Âgé de 74 ans, le parlementaire démissionnaire aura consacré les 15 dernières années à la vie politique. Cet ancien officier de marine devenu astronaute, puis administrateur, a fait le saut en politique en 2008.
Selon Anthony Weber, doctorant en science politique à l’Université Laval, ceux et celles qui quittent la vie politique en cours de mandat sont nombreux, tout comme les raisons justifiant leur décision.
«Lorsque mes collègues et moi avons commencé à nous poser la question, “Pourquoi, dans le système parlementaire, autant de députés quittent-ils avant la fin de leur mandat?”, nous avons trouvé plusieurs facteurs, explique-t-il. Parmi eux, l’insatisfaction au travail, la vulnérabilité électorale, l’ambition personnelle et la structure des oppositions au Parlement, et le contexte économique.»

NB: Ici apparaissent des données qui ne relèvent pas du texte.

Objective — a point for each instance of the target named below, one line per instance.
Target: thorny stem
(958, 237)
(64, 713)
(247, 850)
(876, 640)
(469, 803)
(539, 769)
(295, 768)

Plus de 3600 députés dans trois pays
Anthony Weber est le premier auteur d’un article qui vient de paraître dans la revue Party Politics sur ces députées et députés qui se retirent de la vie politique avant une élection générale. Pour cela, une équipe de chercheurs de l’Université Laval et de l’Université de Montréal a passé au crible le profil de plus de 3600 députées et députés ayant siégé dans les assemblées législatives de trois systèmes parlementaires d’inspiration britannique. Ces parlements sont canadien, australien et néo-zélandais. La période couverte débute en 1945 et prend fin en 1993 pour la Nouvelle-Zélande, et en 2019 pour les deux autres pays.
L’analyse statistique des données révèle, entre autres choses, que 89,5% des députées et députés australiens ont décidé de se représenter aux élections à la fin du mandat qu’ils remplissaient, comparativement à 88,8% en Nouvelle-Zélande et 83,7% au Canada. Durant la période étudiée, les femmes constituaient 10,3% de la députation canadienne, l’âge moyen des parlementaires des trois pays variait entre 52 et 53 ans, et le Parti libéral a été représenté par 43% des députées et députés à la Chambre des communes à Ottawa.

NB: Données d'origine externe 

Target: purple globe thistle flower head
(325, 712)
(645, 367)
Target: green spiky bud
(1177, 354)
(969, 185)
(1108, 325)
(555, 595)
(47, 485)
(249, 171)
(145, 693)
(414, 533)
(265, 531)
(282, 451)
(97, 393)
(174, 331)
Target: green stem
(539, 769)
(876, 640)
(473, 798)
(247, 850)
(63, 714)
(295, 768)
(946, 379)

Selon le doctorant, la recherche a pu confirmer un argument soulevé par une étude montrant que les députés qui sont davantage libéraux progressistes ont moins tendance à se retirer de la vie politique que les conservateurs. «Des politologues, poursuit-il, expliquent cela par le fait que les conservateurs ne sont pas vraiment motivés à changer les politiques publiques, à avoir un impact décisif sur elles. Cela les amènerait à se lasser plus rapidement de la politique, donc d’avoir d’autres ambitions au final.»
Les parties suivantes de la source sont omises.